A molecular interpretation of thermodynamic work, then, is a change in the quantum mechanical energy states of the system, keeping the population over them fixed... [In contrast,] when a small quantity of heat is absorbed from the surroundings, the energy states of the system do not change ($N$ and $V$ are fixed), but the population of these states does.

Again, the aim is to define work in contrast to heat: an increase in all particles' energies in unison, envisioned in practical terms as lifting a weight.
As another physical example, consider two flywheels cooled to approximately 0 K with all their weight distributed at radius r. I spin them up in opposite directions and then press them together, bringing them to a halt (at some final temperature T) through friction. By spinning them up, I did work; note that the momenta of the constitutive molecules remained perfectly clustered, with essentially no dispersion. In other words, if I knew a molecule’s position, then I knew its momentum almost exactly: rotating either clockwise or counterclockwise.

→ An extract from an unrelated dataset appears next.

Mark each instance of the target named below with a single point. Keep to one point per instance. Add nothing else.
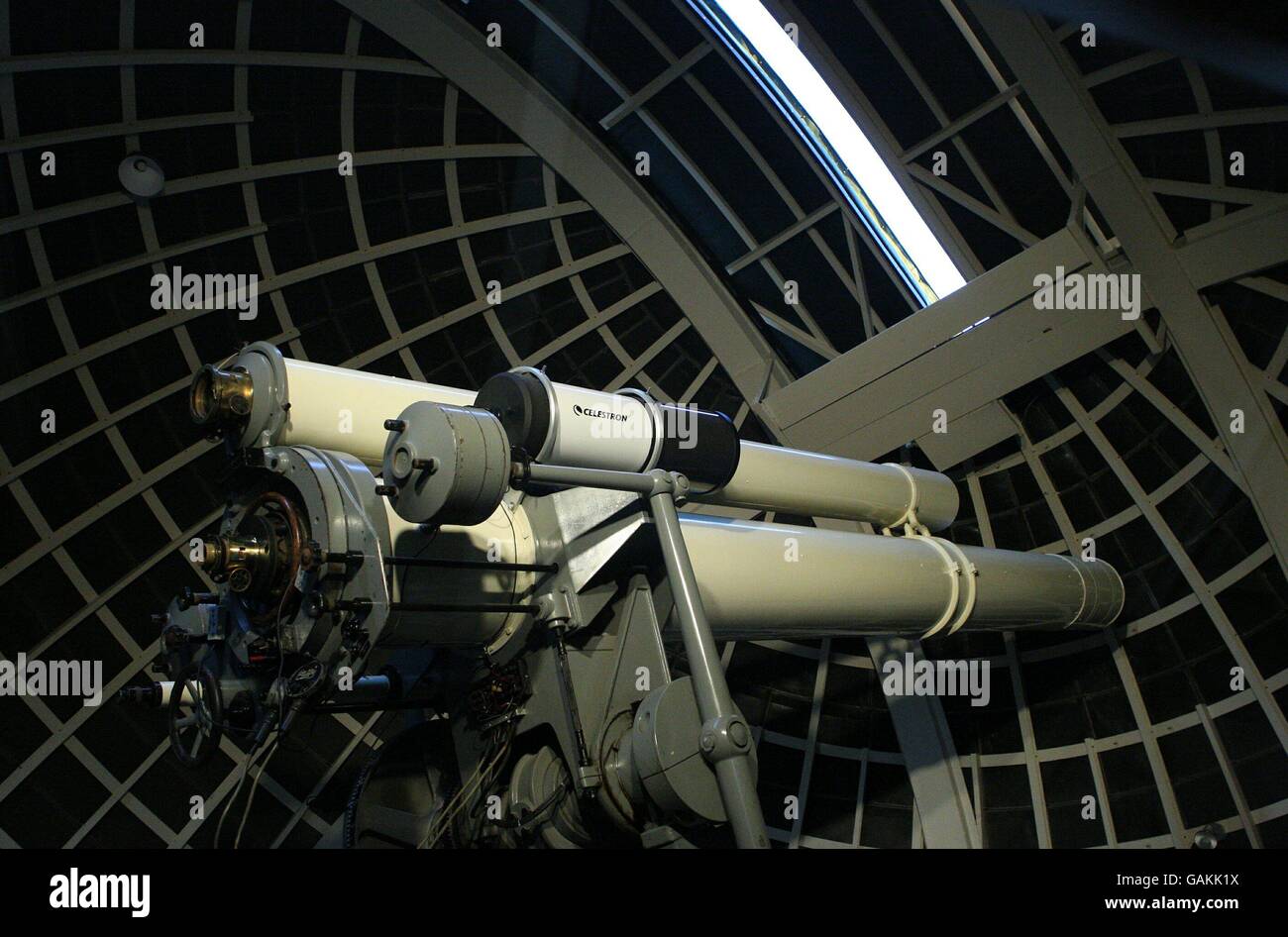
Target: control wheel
(194, 716)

After braking, the total energy and linear and angular momentum of the complete system are unchanged, but now the wheels are relatively hot, the molecules are vibrating energetically, and I don’t have a clue of any particular molecule’s momentum. The distribution of particle energies has been substantially broadened due to the conversion of kinetic energy to thermal energy. The same result would be obtained by heating the initially motionless wheels to temperature T.